When I was young I wanted to be a firefighter who rushed into burning buildings and saved someone with glory. When you turn ten you think you know everything that matters in the world. Until I buried my older brother who’s bashed open head was only held together by stitches and glue. This was my first run in with death and made me question life. I made my own will that year and wrote down everything I wanted those around me to know.
If you get beat enough you start to wonder what the difference is in hurting yourself. Without a really healthy relationship that was not covered by a front.. I spun my webs with whoever made me feel like I mattered the most. It irritates me to the core when people say I love you who I have not talked to in months. I feel expected to say it back but I prefer “Fuck you”. Still raised to be respectful I never could lift my tongue or tell anyone what I really thought.

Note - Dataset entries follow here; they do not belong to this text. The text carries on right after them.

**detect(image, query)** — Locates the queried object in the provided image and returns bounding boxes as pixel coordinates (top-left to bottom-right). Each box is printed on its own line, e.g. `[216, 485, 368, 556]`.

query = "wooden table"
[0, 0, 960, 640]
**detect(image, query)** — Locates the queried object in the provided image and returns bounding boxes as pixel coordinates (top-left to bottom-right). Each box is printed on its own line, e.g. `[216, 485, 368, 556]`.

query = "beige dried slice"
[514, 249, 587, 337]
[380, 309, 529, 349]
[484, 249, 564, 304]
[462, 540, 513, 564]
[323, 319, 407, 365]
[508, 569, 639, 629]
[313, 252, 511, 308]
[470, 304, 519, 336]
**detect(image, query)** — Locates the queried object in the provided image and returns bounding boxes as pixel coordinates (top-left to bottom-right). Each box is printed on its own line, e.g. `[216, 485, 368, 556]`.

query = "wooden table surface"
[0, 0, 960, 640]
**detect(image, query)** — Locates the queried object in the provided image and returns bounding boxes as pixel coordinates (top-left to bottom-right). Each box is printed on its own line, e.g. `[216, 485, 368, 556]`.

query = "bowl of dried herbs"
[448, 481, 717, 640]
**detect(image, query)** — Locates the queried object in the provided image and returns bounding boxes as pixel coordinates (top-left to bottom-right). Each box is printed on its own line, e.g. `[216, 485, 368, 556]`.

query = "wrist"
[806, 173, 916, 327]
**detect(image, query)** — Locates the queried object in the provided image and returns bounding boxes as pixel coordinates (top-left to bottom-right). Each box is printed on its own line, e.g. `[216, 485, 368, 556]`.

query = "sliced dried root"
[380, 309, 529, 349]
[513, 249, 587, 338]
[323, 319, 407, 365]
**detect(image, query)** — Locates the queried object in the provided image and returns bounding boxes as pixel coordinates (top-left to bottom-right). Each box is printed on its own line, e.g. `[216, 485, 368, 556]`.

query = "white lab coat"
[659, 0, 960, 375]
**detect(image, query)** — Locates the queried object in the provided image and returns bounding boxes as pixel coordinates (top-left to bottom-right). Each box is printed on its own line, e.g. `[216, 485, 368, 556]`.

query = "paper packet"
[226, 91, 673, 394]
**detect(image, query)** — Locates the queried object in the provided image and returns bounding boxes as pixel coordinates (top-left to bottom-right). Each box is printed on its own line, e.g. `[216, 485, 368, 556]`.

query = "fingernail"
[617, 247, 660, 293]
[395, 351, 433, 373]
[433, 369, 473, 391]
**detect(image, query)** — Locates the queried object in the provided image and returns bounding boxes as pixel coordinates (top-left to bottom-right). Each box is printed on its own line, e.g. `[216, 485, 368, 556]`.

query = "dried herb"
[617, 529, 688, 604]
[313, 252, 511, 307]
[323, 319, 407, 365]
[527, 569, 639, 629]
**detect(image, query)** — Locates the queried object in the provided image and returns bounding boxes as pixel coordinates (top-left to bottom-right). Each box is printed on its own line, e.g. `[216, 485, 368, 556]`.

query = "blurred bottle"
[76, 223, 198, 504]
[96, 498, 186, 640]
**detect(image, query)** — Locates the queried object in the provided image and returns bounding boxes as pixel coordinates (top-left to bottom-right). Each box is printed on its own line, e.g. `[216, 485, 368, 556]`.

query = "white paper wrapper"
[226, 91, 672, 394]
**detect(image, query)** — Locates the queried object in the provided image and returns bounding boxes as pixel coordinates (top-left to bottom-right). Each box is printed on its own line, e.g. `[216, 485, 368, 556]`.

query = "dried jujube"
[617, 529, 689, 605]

Lets skip forward a handful of failed relationships and nearly a decade later. I took a cleaver to my ten-year old blood pythons head. He bit me for the first time since he was young.. It scared me so much I neglected him for two weeks. Then the temperature monitor on his heat lamp shorted out and burnt him covering his back in oozing blisters. Stuck in an Alaskan village there was not a vet I could take him too.. and I could not get a flight out for a month.
My dreams are still haunted by all of this and past relationships I could never figure out what went wrong. I never really honestly thought I was great at anything, I just had a lot of half way covered up pitfalls. I found a balance in my writing for my journal that has translated into “holeinthefabric”. I don’t want to be the guy who runs away or hides all his baggage so I am dusting off some skeletons. I am not looking for anything more than a way to spread my story and provide hope to those who feel lost or alone. My circle has always stayed the same size and all the people who I meet at some point just become part of my history and part of my legacy.
I hit a 100 followers last week and felt blessed that I had achieved my initial goal since I started writing . So thank you for following this crazy random white kid from Colorado with all of his poor grammar and obscure views. My future direction for “Holeinthefabric” is in the wind, but I wanted to present something that might inspire you even if you have given up on yourself.. I proudly present “Skeletons“.
LOVE LIFE, BREATH DEEP AND BEFORE YOU LET GO JUST KNOW YOUR NOT ALONE!